Sur le vif

Antisémitisme : Mélenchon fait condamner Copé, Juppé et Kosciusko-Morizet

Rédigé par La Rédaction | Vendredi 13 Mars 2015 à 15:45



Le tribunal correctionnel de Paris a condamné, jeudi 12 mars, Jean-François Copé, Nathalie Kosciusko-Morizet et Alain Juppé à 1 000 euros d'amende chacun, avec sursis, pour avoir taxé publiquement Jean-Luc Mélenchon d'« accointances antisémites », en juin 2012. Ils sont également condamnés à 1 000 euros de dommages et intérêts chacun au titre du préjudice moral.

A l'époque, les trois cadres de l’UMP avaient successivement mis en cause l'ancien co-président du Parti de gauche pour ses liens avec le compositeur grec Mikis Theodorakis, auteur de déclarations antisémites en 2003, en accusant les juifs d'être « à la racine du mal ».

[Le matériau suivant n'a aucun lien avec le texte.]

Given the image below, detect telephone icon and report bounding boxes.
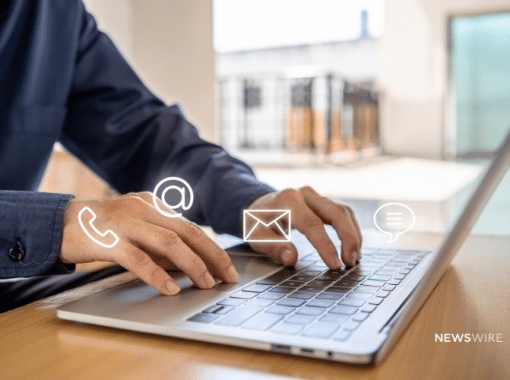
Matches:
[78,206,119,248]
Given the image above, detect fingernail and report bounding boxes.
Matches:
[351,249,358,266]
[335,256,342,268]
[281,249,293,265]
[166,281,181,296]
[227,264,239,282]
[205,273,216,288]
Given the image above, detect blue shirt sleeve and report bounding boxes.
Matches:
[0,191,74,278]
[60,4,274,236]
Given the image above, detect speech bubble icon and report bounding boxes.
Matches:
[374,202,416,243]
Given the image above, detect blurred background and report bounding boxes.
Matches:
[41,0,510,235]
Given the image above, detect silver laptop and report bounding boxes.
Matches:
[57,128,510,364]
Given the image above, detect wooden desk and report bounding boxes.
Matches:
[0,236,510,380]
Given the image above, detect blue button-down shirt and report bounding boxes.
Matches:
[0,0,273,277]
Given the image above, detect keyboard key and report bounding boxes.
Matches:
[343,321,360,331]
[213,305,262,326]
[266,305,296,315]
[335,279,358,289]
[307,279,335,288]
[269,286,296,294]
[354,268,373,277]
[246,298,275,307]
[333,330,351,342]
[345,273,366,282]
[299,269,322,277]
[243,284,271,293]
[354,285,377,294]
[368,297,384,305]
[210,305,234,315]
[202,305,225,314]
[276,298,306,307]
[283,314,315,325]
[299,286,324,293]
[338,298,365,307]
[329,306,358,315]
[315,293,344,300]
[352,313,370,322]
[368,275,391,282]
[242,313,283,331]
[230,290,257,300]
[319,313,349,326]
[303,322,339,339]
[187,313,219,323]
[296,306,325,316]
[345,291,372,300]
[271,323,303,335]
[257,293,285,300]
[257,267,297,285]
[291,274,313,282]
[361,304,377,313]
[363,280,385,287]
[324,286,352,295]
[306,298,335,308]
[317,269,347,280]
[280,280,305,288]
[218,297,246,306]
[287,292,315,300]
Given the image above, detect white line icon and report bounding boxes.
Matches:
[243,210,291,243]
[78,206,119,248]
[374,202,416,243]
[152,177,193,218]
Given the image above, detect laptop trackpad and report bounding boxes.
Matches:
[59,254,282,324]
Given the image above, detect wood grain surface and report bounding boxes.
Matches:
[0,236,510,380]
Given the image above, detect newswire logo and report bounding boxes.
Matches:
[434,333,503,343]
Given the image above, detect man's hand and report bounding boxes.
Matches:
[60,193,238,295]
[248,186,362,269]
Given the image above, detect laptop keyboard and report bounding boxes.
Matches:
[188,249,429,341]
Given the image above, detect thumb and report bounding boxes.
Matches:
[250,242,298,266]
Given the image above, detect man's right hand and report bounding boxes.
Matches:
[59,193,238,295]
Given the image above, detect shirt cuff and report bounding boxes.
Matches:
[0,191,74,278]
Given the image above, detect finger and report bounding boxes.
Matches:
[344,205,363,262]
[116,245,180,295]
[126,219,216,289]
[301,187,361,266]
[286,200,342,269]
[250,224,298,266]
[123,193,239,282]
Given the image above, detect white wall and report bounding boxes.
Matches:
[379,0,510,158]
[85,0,219,140]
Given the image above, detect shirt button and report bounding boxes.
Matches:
[9,240,25,263]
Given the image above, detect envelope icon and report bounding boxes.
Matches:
[243,210,291,243]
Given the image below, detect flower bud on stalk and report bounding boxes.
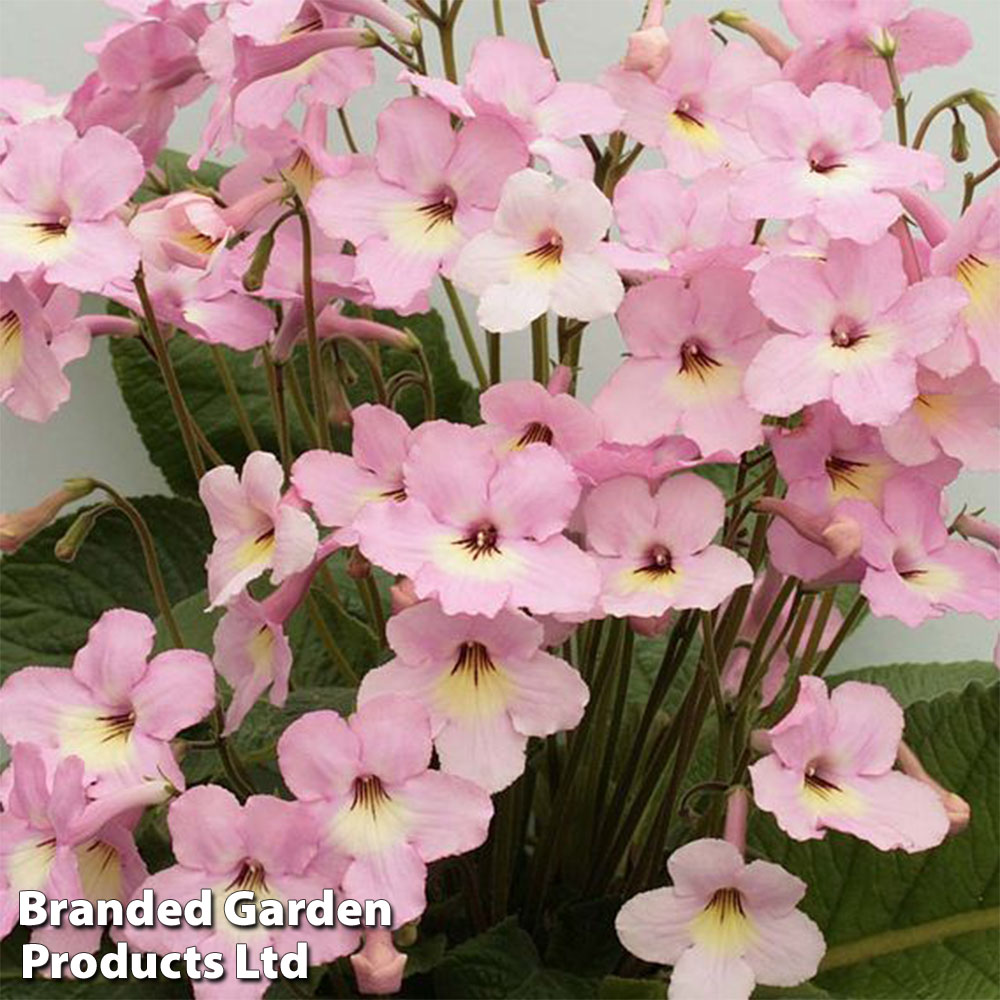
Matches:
[0,479,97,552]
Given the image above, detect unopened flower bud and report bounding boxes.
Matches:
[52,503,114,562]
[951,113,969,163]
[351,927,406,996]
[896,743,972,837]
[0,479,97,552]
[965,90,1000,156]
[243,229,274,292]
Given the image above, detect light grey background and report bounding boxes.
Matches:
[0,0,1000,666]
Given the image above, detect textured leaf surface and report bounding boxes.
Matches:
[0,497,211,676]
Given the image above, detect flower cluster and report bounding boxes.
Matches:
[0,0,1000,998]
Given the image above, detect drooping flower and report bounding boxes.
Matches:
[0,118,144,292]
[615,839,826,1000]
[594,267,768,456]
[601,17,780,178]
[309,97,528,312]
[401,38,622,179]
[583,474,753,617]
[278,695,493,927]
[198,451,318,607]
[750,677,948,853]
[745,237,968,426]
[731,82,944,243]
[354,420,598,616]
[453,170,624,333]
[479,379,601,461]
[0,608,215,795]
[125,784,360,998]
[0,743,152,954]
[781,0,972,108]
[292,403,413,545]
[841,475,1000,628]
[358,601,589,792]
[880,367,1000,471]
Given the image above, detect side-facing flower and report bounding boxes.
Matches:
[583,474,753,617]
[745,237,968,426]
[358,601,589,792]
[453,170,625,333]
[278,695,493,927]
[840,474,1000,628]
[125,785,360,998]
[198,451,319,607]
[0,118,144,292]
[309,97,528,312]
[594,267,768,456]
[732,82,944,243]
[354,420,598,616]
[292,403,412,545]
[0,608,215,794]
[615,839,826,1000]
[750,677,948,852]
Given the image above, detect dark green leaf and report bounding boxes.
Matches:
[0,497,212,676]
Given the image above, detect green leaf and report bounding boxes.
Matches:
[597,976,667,1000]
[111,313,476,495]
[0,497,212,676]
[751,683,1000,998]
[434,917,597,1000]
[829,660,997,708]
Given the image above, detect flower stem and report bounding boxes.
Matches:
[441,274,490,389]
[135,265,205,479]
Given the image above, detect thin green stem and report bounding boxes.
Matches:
[441,275,490,389]
[135,266,205,480]
[295,195,332,451]
[212,344,260,451]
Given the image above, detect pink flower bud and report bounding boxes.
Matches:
[896,743,972,837]
[351,928,406,996]
[0,479,97,552]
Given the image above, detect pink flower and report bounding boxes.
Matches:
[615,839,826,1000]
[453,170,624,333]
[125,784,360,1000]
[0,743,150,954]
[292,403,412,545]
[841,475,1000,628]
[479,379,601,461]
[732,82,944,243]
[0,118,144,292]
[601,17,780,177]
[0,275,90,421]
[0,608,215,794]
[401,38,622,179]
[881,367,1000,471]
[354,420,598,616]
[309,97,528,312]
[594,267,767,455]
[198,451,318,607]
[608,167,758,275]
[358,601,589,792]
[745,237,967,426]
[925,190,1000,382]
[781,0,972,108]
[583,474,753,617]
[278,695,493,927]
[750,677,948,853]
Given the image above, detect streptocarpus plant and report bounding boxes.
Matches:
[0,0,1000,1000]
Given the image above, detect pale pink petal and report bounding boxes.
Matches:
[73,608,156,707]
[615,888,707,965]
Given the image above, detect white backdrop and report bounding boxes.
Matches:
[0,0,1000,666]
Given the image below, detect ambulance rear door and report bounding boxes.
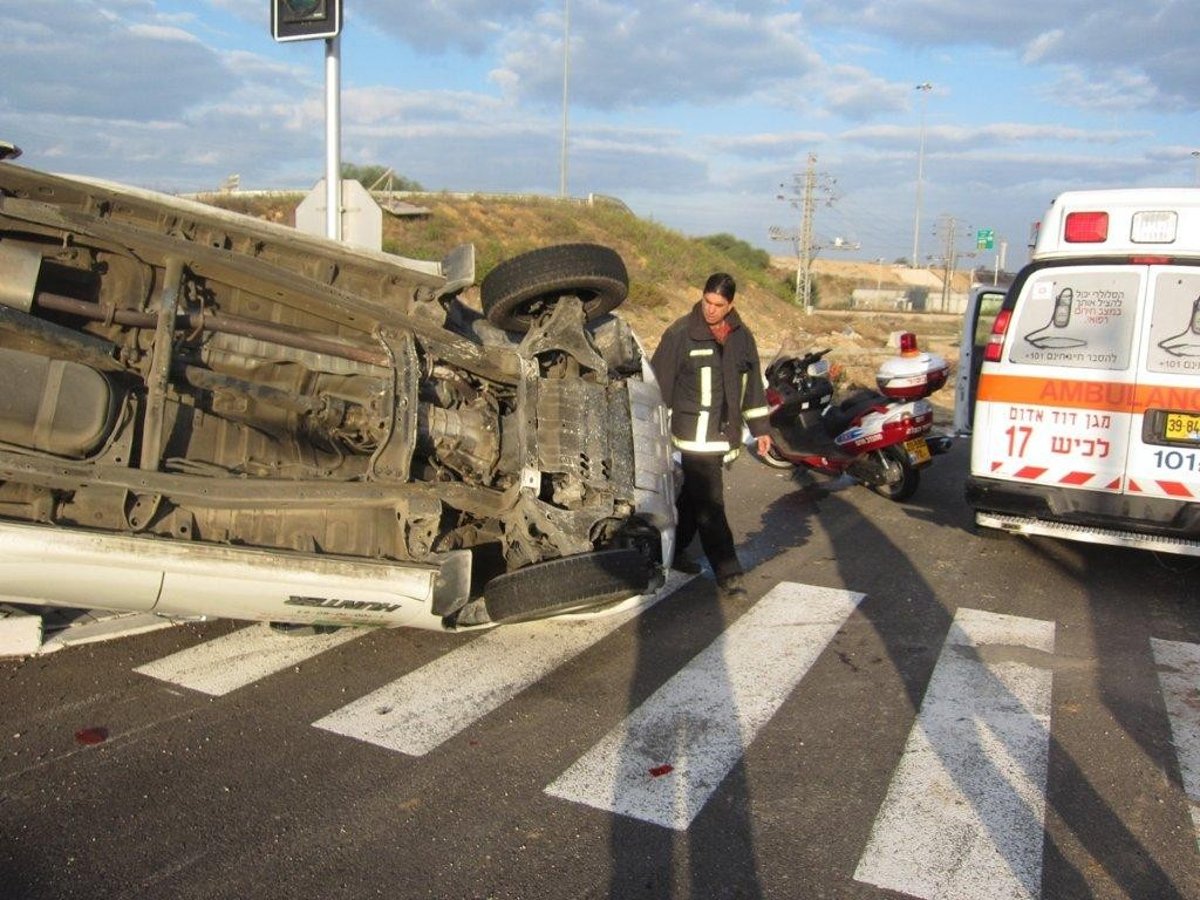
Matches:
[1126,265,1200,502]
[971,260,1148,512]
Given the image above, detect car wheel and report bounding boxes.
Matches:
[484,550,650,622]
[479,244,629,332]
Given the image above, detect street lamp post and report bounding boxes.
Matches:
[912,82,934,269]
[558,0,571,197]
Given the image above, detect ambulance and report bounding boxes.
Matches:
[965,188,1200,556]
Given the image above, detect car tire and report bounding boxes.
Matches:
[479,244,629,334]
[484,550,650,622]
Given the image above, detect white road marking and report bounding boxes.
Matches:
[313,572,691,756]
[854,610,1055,900]
[134,624,367,696]
[546,582,863,830]
[1150,637,1200,845]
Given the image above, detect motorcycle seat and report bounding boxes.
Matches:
[824,388,889,436]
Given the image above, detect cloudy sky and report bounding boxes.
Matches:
[0,0,1200,268]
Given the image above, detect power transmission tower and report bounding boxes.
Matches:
[768,154,835,313]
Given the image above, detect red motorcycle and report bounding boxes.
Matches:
[758,331,950,502]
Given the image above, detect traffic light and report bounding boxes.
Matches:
[271,0,342,41]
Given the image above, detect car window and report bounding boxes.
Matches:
[1009,266,1144,370]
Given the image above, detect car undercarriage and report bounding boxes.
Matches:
[0,163,673,628]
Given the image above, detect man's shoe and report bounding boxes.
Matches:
[716,575,746,596]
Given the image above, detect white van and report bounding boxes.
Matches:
[965,188,1200,556]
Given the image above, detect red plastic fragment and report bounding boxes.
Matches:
[76,725,108,745]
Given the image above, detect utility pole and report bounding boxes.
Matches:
[558,0,571,197]
[768,154,834,313]
[912,82,934,269]
[934,215,970,312]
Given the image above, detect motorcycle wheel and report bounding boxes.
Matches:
[750,444,796,469]
[866,446,920,503]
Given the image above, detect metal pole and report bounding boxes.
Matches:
[558,0,571,197]
[912,82,934,269]
[325,35,342,241]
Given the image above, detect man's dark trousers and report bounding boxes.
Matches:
[676,454,742,581]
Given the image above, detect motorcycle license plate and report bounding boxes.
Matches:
[904,438,929,466]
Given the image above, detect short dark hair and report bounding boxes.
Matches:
[704,272,738,304]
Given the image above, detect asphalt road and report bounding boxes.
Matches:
[0,446,1200,900]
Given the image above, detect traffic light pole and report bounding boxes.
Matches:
[325,35,342,241]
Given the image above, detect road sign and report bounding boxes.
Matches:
[271,0,342,41]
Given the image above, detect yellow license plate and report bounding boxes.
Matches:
[1163,413,1200,444]
[904,438,929,466]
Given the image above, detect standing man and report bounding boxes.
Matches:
[650,272,770,595]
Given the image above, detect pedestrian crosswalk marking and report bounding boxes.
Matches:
[546,582,863,830]
[124,585,1200,883]
[314,572,689,756]
[854,610,1055,900]
[1150,637,1200,845]
[134,624,367,696]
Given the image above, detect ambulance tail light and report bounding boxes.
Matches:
[983,310,1013,362]
[1063,212,1109,244]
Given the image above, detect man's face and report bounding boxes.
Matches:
[700,294,733,325]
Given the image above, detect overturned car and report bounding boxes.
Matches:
[0,162,674,629]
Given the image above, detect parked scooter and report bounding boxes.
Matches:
[758,331,952,502]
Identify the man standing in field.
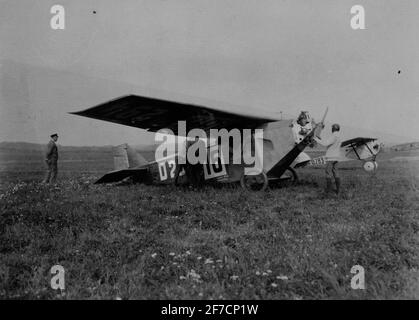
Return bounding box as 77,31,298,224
314,123,341,194
44,133,58,183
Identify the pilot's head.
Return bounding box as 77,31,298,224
51,133,58,141
332,123,340,132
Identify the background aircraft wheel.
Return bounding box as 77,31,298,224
240,172,268,191
281,167,298,183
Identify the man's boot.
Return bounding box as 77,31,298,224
335,178,341,194
325,178,332,194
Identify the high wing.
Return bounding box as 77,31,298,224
95,168,148,184
340,138,377,148
72,95,276,135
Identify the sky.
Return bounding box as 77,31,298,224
0,0,419,145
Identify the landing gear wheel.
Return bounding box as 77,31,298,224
240,172,268,191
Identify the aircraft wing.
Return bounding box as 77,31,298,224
340,138,377,148
72,95,276,135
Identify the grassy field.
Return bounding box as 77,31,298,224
0,145,419,299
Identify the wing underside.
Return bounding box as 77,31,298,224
72,95,275,135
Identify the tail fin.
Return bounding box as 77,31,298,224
113,143,148,170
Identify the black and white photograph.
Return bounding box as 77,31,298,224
0,0,419,304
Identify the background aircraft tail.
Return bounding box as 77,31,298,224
113,143,148,170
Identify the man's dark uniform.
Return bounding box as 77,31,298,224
44,135,58,183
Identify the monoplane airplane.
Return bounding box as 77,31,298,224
72,95,380,190
295,138,381,172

Le 15 juin 2011, Jean-Luc Mélenchon avait décidé de relayer sur son blog un appel lancé par le compositeur contre le régime d'austérité imposé à la Grèce. Un an après, Nathalie Kosciusko-Morizet avait taxé sur France 2 le député européen d'accueillir « sur son site, des gens qui font profession d'antisémitisme ».

Le lendemain, au micro de France Inter, Alain Juppé l'avait accusé d'« entretenir des relations sulfureuses avec certaines personnalités (…) qui prônent l'antisémitisme ». Jean-François Copé fermait le ban le surlendemain en reprochant au coprésident du Front de gauche de cautionner « des propos qui ne sont pas les nôtres », citant « l'antisémitisme ».

Jean-Luc Mélenchon, qui a nié avoir eu connaissance, à l'époque, des déclarations faites par M. Theodorakis en 2003, a salué la décision. « Il y a assez d'antisémites dans notre pays pour que des pyromanes puissent s'amuser à inventer de faux antisémites. Cette banalisation dans l'accusation d'antisémitisme est irresponsable et dangereuse pour la République », a signifié le leader du Front de gauche dans un communiqué. « L'antisémitisme est un délit. Il doit donc être condamné comme tel. Accuser à tort quelqu'un d'être antisémite est aussi un délit », a-t-il ajouté.